A previsão contida no CPC73 indicava que somente poderia ocorrer a assunção de competência no julgamento de apelação ou agravo. Com o advento do CPC15, houve considerável ampliação nessas possibilidades. A utilização do termo “recurso” não individualiza nenhum remédio recursal específico, o que sinaliza o cabimento em qualquer recurso, além dos casos de remessa necessária e ações de competência originária do tribunal.
Os requisitos do instituto previsto no CPC73 foram modificados no CPC15. O antigo código tinha como requisitos básicos a ocorrência de relevante questão de direito e o reconhecimento do interesse público. Por sua vez, o novo código acrescentou como requisitos a necessidade de uma grande repercussão social e a não repetição em múltiplos processos.
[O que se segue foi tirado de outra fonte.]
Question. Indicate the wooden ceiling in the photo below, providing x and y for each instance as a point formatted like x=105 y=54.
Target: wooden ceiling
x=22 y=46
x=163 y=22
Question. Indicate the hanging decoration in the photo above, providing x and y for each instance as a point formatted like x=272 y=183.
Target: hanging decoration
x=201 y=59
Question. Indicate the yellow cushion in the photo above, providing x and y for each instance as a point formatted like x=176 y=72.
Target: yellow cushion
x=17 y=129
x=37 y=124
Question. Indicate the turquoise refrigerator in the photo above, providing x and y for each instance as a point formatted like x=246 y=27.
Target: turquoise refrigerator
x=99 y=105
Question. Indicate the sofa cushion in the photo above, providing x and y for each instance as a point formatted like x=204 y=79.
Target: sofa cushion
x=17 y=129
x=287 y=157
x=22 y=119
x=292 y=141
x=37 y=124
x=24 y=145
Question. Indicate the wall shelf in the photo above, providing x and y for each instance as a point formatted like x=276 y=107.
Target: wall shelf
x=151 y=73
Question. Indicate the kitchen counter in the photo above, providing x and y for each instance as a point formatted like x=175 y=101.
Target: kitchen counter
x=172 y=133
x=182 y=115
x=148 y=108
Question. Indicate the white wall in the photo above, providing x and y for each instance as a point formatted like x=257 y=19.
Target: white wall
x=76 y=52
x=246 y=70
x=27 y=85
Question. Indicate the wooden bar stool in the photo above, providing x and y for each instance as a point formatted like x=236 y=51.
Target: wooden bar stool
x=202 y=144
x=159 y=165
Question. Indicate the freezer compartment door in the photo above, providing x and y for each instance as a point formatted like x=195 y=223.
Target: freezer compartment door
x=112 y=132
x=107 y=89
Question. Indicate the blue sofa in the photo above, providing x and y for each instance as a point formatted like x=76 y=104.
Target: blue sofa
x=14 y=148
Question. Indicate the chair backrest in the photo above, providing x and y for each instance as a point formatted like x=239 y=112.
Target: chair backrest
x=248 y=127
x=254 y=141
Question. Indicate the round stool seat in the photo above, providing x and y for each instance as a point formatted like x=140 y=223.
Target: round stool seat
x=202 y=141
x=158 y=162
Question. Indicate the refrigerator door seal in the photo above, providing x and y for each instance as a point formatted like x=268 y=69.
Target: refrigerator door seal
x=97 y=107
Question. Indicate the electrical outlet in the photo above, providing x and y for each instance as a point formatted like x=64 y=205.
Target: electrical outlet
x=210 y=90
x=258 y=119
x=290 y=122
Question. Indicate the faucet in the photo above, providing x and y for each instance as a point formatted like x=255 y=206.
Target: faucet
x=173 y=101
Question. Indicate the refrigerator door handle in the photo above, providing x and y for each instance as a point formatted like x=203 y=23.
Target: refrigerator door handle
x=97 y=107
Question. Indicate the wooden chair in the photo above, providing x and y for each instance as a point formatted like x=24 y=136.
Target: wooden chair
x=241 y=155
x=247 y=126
Outra mudança relevante entre as disposições do antigo e do novo código processual civil é a expansão dos efeitos da decisão do incidente, deixou de servir como mecanismo de uniformização do próprio tribunal para passar a formar precedentes de observância obrigatória também para os juízes e órgãos fracionários. Neste sentido, bem explicam Alvim e Didier Júnior (2018, p. 309):
No CPC/2015, o perfil da assunção de competência foi drasticamente alterado: deixou de servir puramente à uniformização da jurisprudência interna do tribunal para se tornar mecanismo de formação de precedentes que possam ser aplicados não apenas pelo tribunal competente para o julgamento da causa, mas igualmente por outros órgãos jurisdicionais que lhe estejam vinculados. É o que se extrai da leitura dos §§ 3º e 4º do art. 947: “§ 3º O acórdão proferido em assunção de competência vinculará todos os juízes e órgãos fracionários, exceto se houver revisão de tese. § 4º Aplica-se o disposto neste artigo quando ocorrer relevante questão de direito a respeito da qual seja conveniente a prevenção ou a composição de divergência entre câmaras ou turmas do tribunal”.
Percebe-se, claramente, a evolução do instituto de um código para o outro no sentido de ampliar seu alcance, facilitando sua aplicação, de modo a buscar uniformidade nas decisões judiciais e, através dos precedentes vinculantes criados pelas decisões em incidentes de assunção de competência, evite-se conflitos de decisões em causas que versem sobre a mesma questão de direito.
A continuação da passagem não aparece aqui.